Background: To the authors' knowledge, there had been no evidence for the efficacy of psychosocial intervention among Japanese cancer patients. The objective of this study was to determine the effect of a psychosocial group intervention in reducing psychologic distress and enhancing coping in this population in a randomized controlled trial.
Methods: The patient selection criteria were age younger than 65 years, lymph node metastasis positive and/or histologic or nuclear Grade 2-3, and surgery undergone within the previous 4-18 months as of the start of the study. We conducted a 6-week, structured, psychosocial group intervention. The intervention consisted of health education, coping skills training, stress management, and psychologic support. Subjects were assessed for psychologic distress and coping by administering the Profile of Mood States (POMS), Mental Adjustment to Cancer (MAC) scale, and Hospital Anxiety and Depression (HADS) scale at the baseline, at 6 weeks, and at 6 months.
Results: Fifty (33%) of the 151 patients participated and were randomized, and 46 (30%) completed the study.
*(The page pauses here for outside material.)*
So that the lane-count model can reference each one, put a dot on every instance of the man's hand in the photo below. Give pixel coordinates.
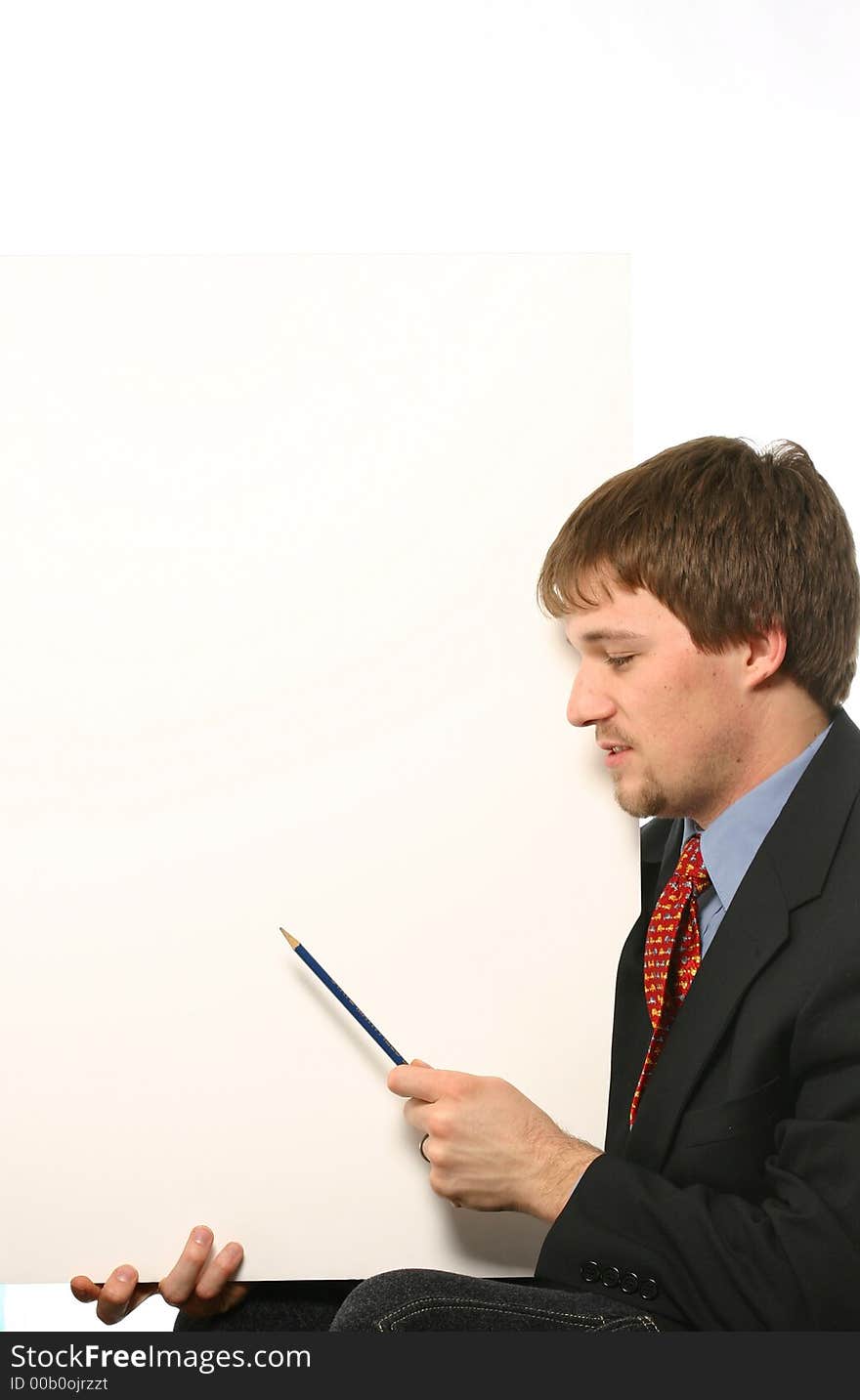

The experimental group had significantly lower scores than the controls for total mood disturbance and significantly higher scores for vigor on the POMS, and significantly higher scores for fighting spirit on the MAC at the end of the 6-week intervention. These improvements were sustained over 6 months of follow-up.
Conclusions: The results of this study suggest that a short term psychosocial group intervention produces significant long term improvement in the quality of life of Japanese patients with primary breast carcinoma.